Limpiarse le daba un propósito: mantenerse activo y no pensar en el dolor. Con cuidado, restregó la costra de sangre adherida a la mejilla y la nariz. No le resultó fácil, ya que tenía la boca seca. Se mordió la lengua para provocar la salivación. Las cintas no eran de lona, sino de un tejido más ligero, y olían a polvo.
Escupió de nuevo en una parte limpia de la cinta y extendió la saliva en la tela. La herida de la cabeza, la tierra de la cara… Esas cosas eran pruebas de la victoria de los interrogadores.
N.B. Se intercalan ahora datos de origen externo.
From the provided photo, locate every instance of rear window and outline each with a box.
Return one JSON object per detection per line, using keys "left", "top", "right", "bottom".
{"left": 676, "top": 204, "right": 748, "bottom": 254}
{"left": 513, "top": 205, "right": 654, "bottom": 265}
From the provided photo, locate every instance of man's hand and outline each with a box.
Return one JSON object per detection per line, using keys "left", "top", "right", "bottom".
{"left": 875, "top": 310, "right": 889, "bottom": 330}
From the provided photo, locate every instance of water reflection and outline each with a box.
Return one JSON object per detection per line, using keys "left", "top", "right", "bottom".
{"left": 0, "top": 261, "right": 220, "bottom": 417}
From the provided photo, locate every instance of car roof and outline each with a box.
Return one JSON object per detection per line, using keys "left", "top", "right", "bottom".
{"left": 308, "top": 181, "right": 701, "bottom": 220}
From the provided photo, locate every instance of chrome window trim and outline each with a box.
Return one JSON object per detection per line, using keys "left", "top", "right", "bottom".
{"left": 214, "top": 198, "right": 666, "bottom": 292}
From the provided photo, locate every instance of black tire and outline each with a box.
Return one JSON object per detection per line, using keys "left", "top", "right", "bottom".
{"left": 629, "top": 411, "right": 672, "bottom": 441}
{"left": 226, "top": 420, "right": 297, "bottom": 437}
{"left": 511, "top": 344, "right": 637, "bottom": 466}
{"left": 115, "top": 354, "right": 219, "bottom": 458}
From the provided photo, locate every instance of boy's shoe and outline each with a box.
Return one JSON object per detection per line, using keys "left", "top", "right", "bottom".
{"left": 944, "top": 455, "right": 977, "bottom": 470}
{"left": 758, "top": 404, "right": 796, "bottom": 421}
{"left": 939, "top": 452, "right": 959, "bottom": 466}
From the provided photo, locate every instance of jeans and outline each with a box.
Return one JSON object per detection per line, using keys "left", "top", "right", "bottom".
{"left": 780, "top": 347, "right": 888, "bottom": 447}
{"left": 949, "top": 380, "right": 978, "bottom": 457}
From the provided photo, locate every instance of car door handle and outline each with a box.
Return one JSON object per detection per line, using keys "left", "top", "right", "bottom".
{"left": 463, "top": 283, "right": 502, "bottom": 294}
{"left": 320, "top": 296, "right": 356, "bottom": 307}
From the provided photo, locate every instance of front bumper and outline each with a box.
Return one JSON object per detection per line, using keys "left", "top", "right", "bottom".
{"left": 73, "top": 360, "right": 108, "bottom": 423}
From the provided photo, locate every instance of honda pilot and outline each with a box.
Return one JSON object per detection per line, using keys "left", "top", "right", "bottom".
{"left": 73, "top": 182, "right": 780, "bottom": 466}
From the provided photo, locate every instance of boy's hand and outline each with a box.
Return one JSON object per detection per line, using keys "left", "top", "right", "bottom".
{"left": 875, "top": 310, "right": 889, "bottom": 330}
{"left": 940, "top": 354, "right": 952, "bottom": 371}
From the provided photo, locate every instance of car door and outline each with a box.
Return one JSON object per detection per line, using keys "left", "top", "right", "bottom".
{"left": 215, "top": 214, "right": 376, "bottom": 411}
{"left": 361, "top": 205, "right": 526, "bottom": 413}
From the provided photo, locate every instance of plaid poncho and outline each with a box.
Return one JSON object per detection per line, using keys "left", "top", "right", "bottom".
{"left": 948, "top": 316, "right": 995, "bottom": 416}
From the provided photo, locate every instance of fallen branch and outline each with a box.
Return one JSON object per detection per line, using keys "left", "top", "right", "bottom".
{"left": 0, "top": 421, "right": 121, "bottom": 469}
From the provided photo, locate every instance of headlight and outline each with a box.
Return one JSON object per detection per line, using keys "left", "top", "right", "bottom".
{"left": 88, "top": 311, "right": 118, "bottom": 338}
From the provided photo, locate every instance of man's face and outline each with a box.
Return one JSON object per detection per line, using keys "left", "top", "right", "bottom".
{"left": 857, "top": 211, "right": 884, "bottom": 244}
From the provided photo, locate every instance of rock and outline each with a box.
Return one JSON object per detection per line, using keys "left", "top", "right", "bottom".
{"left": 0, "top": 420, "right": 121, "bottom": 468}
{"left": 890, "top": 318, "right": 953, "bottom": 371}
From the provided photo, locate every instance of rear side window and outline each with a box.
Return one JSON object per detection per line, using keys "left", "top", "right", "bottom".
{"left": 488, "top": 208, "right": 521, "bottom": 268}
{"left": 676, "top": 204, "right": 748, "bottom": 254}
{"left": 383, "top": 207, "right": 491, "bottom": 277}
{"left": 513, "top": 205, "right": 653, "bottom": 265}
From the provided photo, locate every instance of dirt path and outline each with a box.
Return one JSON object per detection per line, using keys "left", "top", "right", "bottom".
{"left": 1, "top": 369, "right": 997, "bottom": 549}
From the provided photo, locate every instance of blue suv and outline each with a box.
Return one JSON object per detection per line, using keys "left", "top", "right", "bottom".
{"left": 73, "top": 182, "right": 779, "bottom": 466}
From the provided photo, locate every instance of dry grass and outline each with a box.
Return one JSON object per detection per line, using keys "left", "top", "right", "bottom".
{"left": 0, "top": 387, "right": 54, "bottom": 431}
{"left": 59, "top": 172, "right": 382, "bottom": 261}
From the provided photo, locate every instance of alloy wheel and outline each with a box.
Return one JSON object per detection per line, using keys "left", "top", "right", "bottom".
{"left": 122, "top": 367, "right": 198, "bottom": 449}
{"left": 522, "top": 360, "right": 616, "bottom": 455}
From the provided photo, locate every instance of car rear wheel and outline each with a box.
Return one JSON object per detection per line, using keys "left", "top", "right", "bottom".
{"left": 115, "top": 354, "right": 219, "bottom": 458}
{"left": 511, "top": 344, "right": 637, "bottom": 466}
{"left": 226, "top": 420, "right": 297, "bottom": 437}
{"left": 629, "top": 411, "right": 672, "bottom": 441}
No les daría esa satisfacción. Iría a la tortura con la cara limpia.
Fuera se oyeron voces fuertes. Hombres que se preparaban para batir tiendas. ¿Retrasaría eso su interrogatorio? Lo dudaba. Levantar el campamento podía costar horas. Galad siguió limpiándose y manchó las dos tiras de tela haciendo del trabajo una especie de ritual, una pauta acompasada que le diera un punto de enfoque para la meditación. La jaqueca se replegó, los dolores del cuerpo perdieron importancia.
No huiría. Aunque pudiera escapar, evadirse invalidaría su trato con Asunawa. Afrontaría a sus enemigos con dignidad.
Terminaba de limpiarse cuando oyó hablar fuera de la tienda. Venían por él. Reculó sin hacer ruido hasta la estaca clavada en el suelo. Respirando hondo a pesar del dolor, rodó sobre un costado para arrodillarse. Después apoyó la mano izquierda en la cabeza de la estaca y empujó para incorporarse y ponerse de pie.
Se tambaleó, pero enseguida recobró el equilibrio y se puso erguido. Ahora los dolores no eran nada. Había sentido picaduras de insectos que resultaban más dolorosas. Puso los pies separados, en una pose de guerrero, con las manos delante, cruzadas por las muñecas. Bien recta la espalda, abrió los ojos y miró con fijeza los faldones de la entrada. No era la capa ni el uniforme ni los símbolos heráldicos ni la espada los que hacían a un hombre lo que era, sino cómo se conducía.
Los faldones crujieron y se abrieron a continuación. La luz de fuera era cegadora, pero Galad no parpadeó aunque le hirió los ojos. No hizo ninguna mueca de dolor.